Each step in this process was crucial in converting raw data into meaningful information that could be easily interpreted and understood by the target audience, ultimately fulfilling the project's objective to explore the factors influencing Olympic success.

Challenges of the Project

The most challenging aspect of the Olympic data analysis project was undoubtedly the data cleaning and merging process. Here's why:

Data Inconsistency: The datasets from different sources often had inconsistencies in how countries were named or coded. Aligning them correctly to ensure accurate merging required meticulous attention.

Handling Missing or Incomplete Data: Both datasets contained missing or incomplete entries. Deciding how to handle these (whether to fill in missing values, drop them, or find alternate sources) was a complex task that required careful consideration to avoid skewing the results.

Complexity of Data: The datasets were extensive and rich with various types of data. Extracting the relevant information and transforming it into a format suitable for analysis while maintaining data integrity was a significant challenge.

Rewarding Aspects of the Project

The most rewarding aspect of this project was the ability to derive meaningful insights and narratives from complex datasets. Specifically:

Discovery of Patterns and Trends: Unveiling potential correlations between socio-economic/geographical factors and Olympic performance was deeply satisfying. These insights could provide valuable perspectives for sports analysts, policymakers, and the general public.

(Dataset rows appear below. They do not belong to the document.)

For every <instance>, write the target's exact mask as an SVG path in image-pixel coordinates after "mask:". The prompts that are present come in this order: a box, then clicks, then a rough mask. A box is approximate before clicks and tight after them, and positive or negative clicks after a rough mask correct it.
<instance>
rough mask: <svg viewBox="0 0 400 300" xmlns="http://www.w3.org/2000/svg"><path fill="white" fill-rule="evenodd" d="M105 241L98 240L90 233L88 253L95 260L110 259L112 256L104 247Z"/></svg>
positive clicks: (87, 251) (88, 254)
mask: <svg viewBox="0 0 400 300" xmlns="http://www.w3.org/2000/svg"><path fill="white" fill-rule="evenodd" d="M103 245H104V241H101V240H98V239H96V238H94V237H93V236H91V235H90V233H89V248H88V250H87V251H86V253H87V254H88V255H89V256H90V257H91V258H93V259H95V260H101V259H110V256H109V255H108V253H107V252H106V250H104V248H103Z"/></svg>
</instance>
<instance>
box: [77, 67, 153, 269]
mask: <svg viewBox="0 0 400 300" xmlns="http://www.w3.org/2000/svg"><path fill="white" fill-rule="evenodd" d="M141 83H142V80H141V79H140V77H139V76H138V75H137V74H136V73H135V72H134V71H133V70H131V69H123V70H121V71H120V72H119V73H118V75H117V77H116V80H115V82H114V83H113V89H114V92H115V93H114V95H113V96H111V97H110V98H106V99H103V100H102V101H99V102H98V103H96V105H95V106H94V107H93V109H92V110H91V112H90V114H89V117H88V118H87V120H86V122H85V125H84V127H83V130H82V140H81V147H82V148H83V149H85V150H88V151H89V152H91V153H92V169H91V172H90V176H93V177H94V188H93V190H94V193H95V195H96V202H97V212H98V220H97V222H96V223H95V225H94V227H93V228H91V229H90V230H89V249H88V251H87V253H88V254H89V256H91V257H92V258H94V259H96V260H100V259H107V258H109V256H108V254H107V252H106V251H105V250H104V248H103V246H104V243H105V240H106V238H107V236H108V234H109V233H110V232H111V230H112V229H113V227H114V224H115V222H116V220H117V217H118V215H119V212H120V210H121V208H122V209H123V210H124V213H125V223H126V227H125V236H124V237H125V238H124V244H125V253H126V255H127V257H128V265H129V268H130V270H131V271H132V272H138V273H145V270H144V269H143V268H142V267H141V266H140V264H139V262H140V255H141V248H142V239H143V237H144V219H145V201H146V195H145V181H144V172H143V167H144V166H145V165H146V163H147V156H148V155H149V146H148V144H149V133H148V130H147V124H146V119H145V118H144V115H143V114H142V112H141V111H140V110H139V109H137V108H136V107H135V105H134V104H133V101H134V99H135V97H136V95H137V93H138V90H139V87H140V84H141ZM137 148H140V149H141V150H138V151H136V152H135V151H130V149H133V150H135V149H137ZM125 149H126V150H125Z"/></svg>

Visualization Impact: Seeing the raw, complex data transformed into clear, understandable, and visually appealing charts and graphs was highly gratifying. It made the data accessible to a broader audience, not just those with a technical background.

Potential for Real-World Impact: The project's findings could have implications in sports science, policy-making, and even education, providing a sense of contributing to broader societal understanding and development.